We enter the time of year when the mornings are slow to rise. We wake when it's completely dark. The seasonal shift is starting. It may not feeling like it outside yet - wait, was that a drop of 3 degrees overnight? A little happy dance proceeds in my head. Still, it comes slowly. Subtlety. Do we notice? I try to shake the vibes of summer off with some autumnal decor inside my home, but it only goes so far. It fools me inside, but stepping out I am jolted back to reality.
Atmosphere. That's one of my favourite things about Autumn. We are moved into the atmosphere of warmth and spices, sweaters and academic beginnings. I always loved the start of a new academic year with new pens, notebooks, and fresh classes. Do you ever miss anything about a new school year or are you glad those days are well behind you?
Isn't there something mysterious and inviting about a beginning? Even if it's not a beginning for us, we are well out of school perhaps, and yet, a seasonal shift can remind us of new beginnings. We can make a new beginning anytime, mark the calendar. No need for a new year, simply call it a new day.
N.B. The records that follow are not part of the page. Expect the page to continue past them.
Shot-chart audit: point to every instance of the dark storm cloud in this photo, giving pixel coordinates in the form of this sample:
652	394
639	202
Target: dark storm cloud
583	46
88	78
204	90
The Autumn season of fruitfulness and harvest reminds me that it's something new (the paradox of being annually new to us, the revolving cycle we seem to need reminders of) and something mysterious in that aspect of life. As T.S. Eliot wrote - But our beginnings never know our ends!
Yet each start to a season gently reminds us that a beginning is hopeful. A darkling morning is shrouded in darkness. It may seem like the darkness goes on and on, but it doesn't. Just below the horizon is a star that will rise as a gift of a new day. And every day is a new beginning. We start everyday not knowing how that day will end. Sure, we have our calendar and schedules set. We plan it out. Yet there may be a good or perhaps an unwelcomed interruption that takes us off to an alternative.
Welcome Autumn. Welcome darkling mornings. I reach for my thick black notebook and deep navy pen to sketch out the jots of my mind. Balancing sips of coffee and ink marks on the pages, I hold dear these quiet spaces that the start of a day can give me. Meditative, thoughtful, mind awakened. Reflections on the past and present - they collide on the page sometimes in an ink explosion fueled by the mind at work. It's here in the darkling space that I prepare most diligently for the light and duty of a new day.